1) Wahl der Streckenführung: Die Planfeststellungsbehörde entschied sich für die Ausbau-Variante, die der Zweckverband Mittelhessische Wasserwerke als die problematischste ansieht. (1) Damit konterkariert sie die Aussage im Planfeststellungsbeschluss: „Der Zweckverband Mittelhessische Wasserwerke (ZMW), das Regierungspräsidium Gießen -Abteilung Umwelt- und das Hessische Landesamt für Umwelt und Geologie (HLUG) sind bei Ausführungsplanung und Ausschreibung der Baumaßnahmen in geeigneter Form zu beteiligen.“ (2)
2) Einleitestelle der Fernableitung innerhalb der Wasserschutzzone II: Im Planfeststellungsbeschluss (S. 462) wird behauptet, die Einleitestelle der Fernableitung befände sich am Rande der Wasserschutzzone II. Allerdings beträgt die Entfernung zum Rand Luftlinie ca. 500 Meter (vgl. den roten Kreis im Bild mitten im blau umrandeten Gebiet). Das abgeleitete Wasser soll sogar über zwei Kilometer weit dem Wasserverlauf folgen, bis es die besonders schützenswerte Zone II verlässt. Diese Angabe kann kein Versehen sein, denn der Zweckverband mittelhessische Wasserwerke hatte genau an dieser Einleitestelle Kritik geübt. Auch in der Risikostudie zum Planfeststellungsbeschluss steht explizit, die Einleitestelle befände sich innerhalb der Wasserschutzzone II. (3)
3) Ausnahmen von Verboten im Wasserschutzgebiet: Im Planfeststellungsbeschluss werden ohne Not Ausnahmen von Verboten im Wasserschutzgebiet erteilt (S. 21, S. 475f, S.481 f), u. a. zur Betreibung einer Kläranlage in einer Parkplatz –WC-Anlage.
4) Akzeptanz eines mangelhaften Gutachten zur europäischen Wasserrahmenrichtlinie: Das Bundesverwaltungsgericht bestätigte, dass der Planfeststellungsbeschluss bezüglich der wasserrechtlichen Prüfung fehlerhaft ist (4). Dies führte skurrilerweise nicht zu einem Aussetzen des Baus, sondern lediglich zu einem in vielerlei Hinsicht unzureichenden Gutachten. (5) Ein Gegengutachten, das etliche Mängel auflistete, wurde ignoriert mit der Behauptung von „fehlende(r) juristische(r) Relevanz“ .(6) Auch von der Möglichkeit „erforderliche Schutzmaßnahmen nachträglich an(zu)ordnen und die rechtlich selbstständigen wasserrechtlichen Erlaubnisse anz(zu)passen oder sogar (zu) widerrufen“ machte die Planfeststellungsbehörde keinen Gebrauch, obwohl gravierende Mängel - u. a. die uralten Bemessungsgrundlagen - in einer Überarbeitung des Gutachtens nicht behoben wurden (5).
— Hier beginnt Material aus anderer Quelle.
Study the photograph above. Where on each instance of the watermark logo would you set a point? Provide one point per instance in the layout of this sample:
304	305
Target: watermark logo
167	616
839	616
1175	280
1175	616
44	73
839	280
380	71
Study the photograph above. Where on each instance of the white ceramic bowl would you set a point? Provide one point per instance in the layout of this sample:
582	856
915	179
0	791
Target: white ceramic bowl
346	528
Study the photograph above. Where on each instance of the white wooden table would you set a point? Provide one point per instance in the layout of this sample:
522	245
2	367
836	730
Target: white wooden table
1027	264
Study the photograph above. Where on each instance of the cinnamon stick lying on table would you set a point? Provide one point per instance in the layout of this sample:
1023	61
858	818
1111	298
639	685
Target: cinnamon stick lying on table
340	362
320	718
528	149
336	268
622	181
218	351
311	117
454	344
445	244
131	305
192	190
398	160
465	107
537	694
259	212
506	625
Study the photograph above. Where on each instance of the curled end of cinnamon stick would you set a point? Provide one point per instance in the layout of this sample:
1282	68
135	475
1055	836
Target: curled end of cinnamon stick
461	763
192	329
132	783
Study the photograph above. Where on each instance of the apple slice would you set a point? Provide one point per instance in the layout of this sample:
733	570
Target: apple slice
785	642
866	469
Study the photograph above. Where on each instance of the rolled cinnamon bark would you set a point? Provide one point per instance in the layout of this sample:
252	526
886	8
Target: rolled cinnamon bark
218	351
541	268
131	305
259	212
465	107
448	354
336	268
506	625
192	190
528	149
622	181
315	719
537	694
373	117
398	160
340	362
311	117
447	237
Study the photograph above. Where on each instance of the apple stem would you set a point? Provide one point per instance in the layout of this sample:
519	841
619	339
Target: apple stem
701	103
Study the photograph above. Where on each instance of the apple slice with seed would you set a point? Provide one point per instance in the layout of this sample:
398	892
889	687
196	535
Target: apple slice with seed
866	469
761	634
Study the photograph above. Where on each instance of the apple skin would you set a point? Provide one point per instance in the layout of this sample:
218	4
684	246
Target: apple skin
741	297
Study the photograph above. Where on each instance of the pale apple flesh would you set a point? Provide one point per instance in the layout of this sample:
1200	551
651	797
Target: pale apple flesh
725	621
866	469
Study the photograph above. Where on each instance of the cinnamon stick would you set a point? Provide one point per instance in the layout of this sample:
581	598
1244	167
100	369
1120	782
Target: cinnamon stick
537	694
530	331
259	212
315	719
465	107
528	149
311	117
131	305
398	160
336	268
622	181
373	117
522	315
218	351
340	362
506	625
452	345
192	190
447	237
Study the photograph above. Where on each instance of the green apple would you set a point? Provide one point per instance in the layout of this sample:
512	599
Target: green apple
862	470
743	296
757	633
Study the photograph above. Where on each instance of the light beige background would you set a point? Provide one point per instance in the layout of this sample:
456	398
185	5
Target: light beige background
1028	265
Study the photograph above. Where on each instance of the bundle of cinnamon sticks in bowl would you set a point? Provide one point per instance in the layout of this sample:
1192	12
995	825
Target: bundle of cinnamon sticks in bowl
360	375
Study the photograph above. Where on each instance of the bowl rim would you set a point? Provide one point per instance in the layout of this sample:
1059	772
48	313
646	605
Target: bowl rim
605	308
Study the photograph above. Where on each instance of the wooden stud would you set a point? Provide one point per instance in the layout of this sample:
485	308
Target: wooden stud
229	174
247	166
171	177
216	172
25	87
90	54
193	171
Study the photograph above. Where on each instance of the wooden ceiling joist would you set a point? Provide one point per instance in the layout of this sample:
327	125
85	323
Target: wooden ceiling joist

5) Keine Ahndung von Verstößen: Über lange Zeit wurden viele verschiedene unzulässige Wasseransammlungen dokumentiert (7), obwohl die Regenrückhaltebecken laut Planfeststellung „vor dem Bau der Trasse zu errichten, damit das Oberflächenwasser während der Bauphase gefasst werden und gereinigt werden kann.“ (8) Statt auf diesen planfestgestellten Becken zu bestehen, hat die Planfeststellungbehörde der DEGES nach eigenen Angaben gestattet, mobile Absetzbecken zu verwenden, da diese eine höhere Reinigungsleistung hätten. Solche sind aber nur vereinzelt vorhanden. Stattdessen werden nun Erdaufhäufungen als Erdwallbecken definiert und für zulässig erklärt. Die behauptete Reinigung des aufgefangenen Wassers ist hier nichts zu erkennen (vgl. Foto rechts). Das verstößt gegen die Vorgaben der Richtlinien zum Straßenbau in Wasserschutzgebieten. Besonders gravierend ist die Zuwiderhandlung zu dieser Bestimmung im Altlastengelände des ehemaligen Sprengstoffwerkes der WASAG in Stadtallendorf: dort stand über Wochen Wasser in einer Baugrube (vgl. Foto rechts), obwohl gerade für diesen Bereich im Sanierungsplan eine besondere Warnung ausgesprochen wurde. Dort besteht die Möglichkeit, dass sich sprengstofftypische Verbindungen aus dem Boden lösen und in den Grundwasserkörper gelangen. Aber auch diesen Verstoß gegen den Planfeststellungsbeschluss meldete die Planfeststellungsbehörde nicht an das Fernstraßenbundesamt, das allein auf Basis von Anfragen der Planfeststellungsbehörde die Umsetzung der Bestimmungen durchsetzen kann. (9)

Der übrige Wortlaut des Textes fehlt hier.